The first screen is dedicated to chord detection. You load up an MP3 – it works with M4As as well – in Riffstation, it thinks for a little while and displays the chords alongside the waveform of the song! It sounds a bit miraculous – and it is – but it is limited to basic chords, no seventh, ninth or B7sus2#4Aug9.
It works pretty well I must say, and saves a lot of time in case you need to quickly learn a new song and you don’t have access to the tab or the score. In case of complex chords, it will try to find the nearest “basic” one. With that in mind, it is understandable that I had better results with simpler rock songs than lydian-locrian Steve Vai-esque stuff.

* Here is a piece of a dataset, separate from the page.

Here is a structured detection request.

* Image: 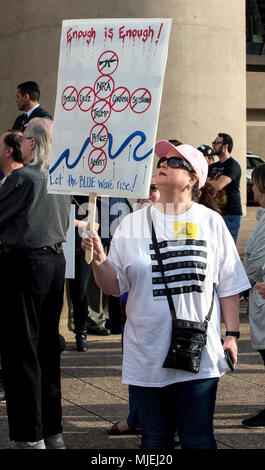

Riffstation’s “chord center” – click to zoom
A nice addition to the chord viewer is the chord finder which will show you the fingering for a number of common (and not so common) chords. It does not cover everything but it’s nice to have:
The chord finder
The Jam Master screen is dedicated to audio manipulations to help you jam along the song currently loaded in Riffstation’s memory: you can “mask” the lead guitar to replace it with your own performance, or on the contrary “isolate” the lead guitar to better work out those tricky licks.
I guess it works like Karaoke software and uses a combination of spatial placement and frequencies to extract the lead guitar out the mix. You can tweak the width of the “cancellation” or “isolation” as well as use a filter (hi-pass ou low-pass) in order to zone in on the exact frequency of the guitar. Furthermore, since the instrument you are trying to cancel or isolate might not be mixed in the center of the stereo image, Riffstation lets you choose where in the stereo space you want to isolate or cancel.
Isolate or cancel the guitar in the currently loaded song in order to jam and practice more effectively – click to zoom
You can also alter the tempo (as in the “speed” of the song) without changing the pitch. Combined with the “isolation” function, it helps analyzing fast licks: now you have no excuse not to play like Yngwie! If you want to change the pitch without changing the tempo (transpose), it is also possible which is very handy if you need to play a song in a different key from the original. It often happens if the singer in your band has a different register to the original. On a side note, I could not resist loading Roxane and make Sting sounds like he had a whiff of Helium, it never gets old.
Finally, Riffstation detects the tempo and the “bars”, which allows for efficient looping in case you want to practice and practice… and practice just a few bars.
Riffstations’s third and last screen, Riff Builder, is a bit “out there”. The idea is that you can cut the song currently loaded in memory into splices and rearrange them to create new “arrangements” on the fly.
The process starts with building a “riff” bank which can contain up to 16 riffs. Each of these riffs consists of one or several bars cut out from the current song.
The riff builder lets you crate new arrangements – click to zoom
You can then create a song made up by a selection of those riffs. I think it’s actually useful if you want to jam to certain parts of a song but not all of the parts, or if you want to try out new arrangements for an existing song. Although I think it could have a little more features and be a bit more intuitive, the Riff Builder is a worthy addition to Riffstation.
Note that the riffs and songs built with the Riff Builder can be exported to wave files for use in other software or machines.
Riffstation has a sleek look and is easy and fast to operate. As such, its competition is rather found in hardware “jam companions”, such as those produced by a famous Japanese company, than in other pieces of software. Tested on an old-ish Macbook pro, I found it to be fast and stable. It only costs Eur 39.99 which is very reasonable, especially in comparison to the amount of dough we drop on gear. A small price to pay to become a better guitarist – even advanced guitarists can benefit from it. I suggest you go and download your 30 day trial version to get an idea of what it can do for you.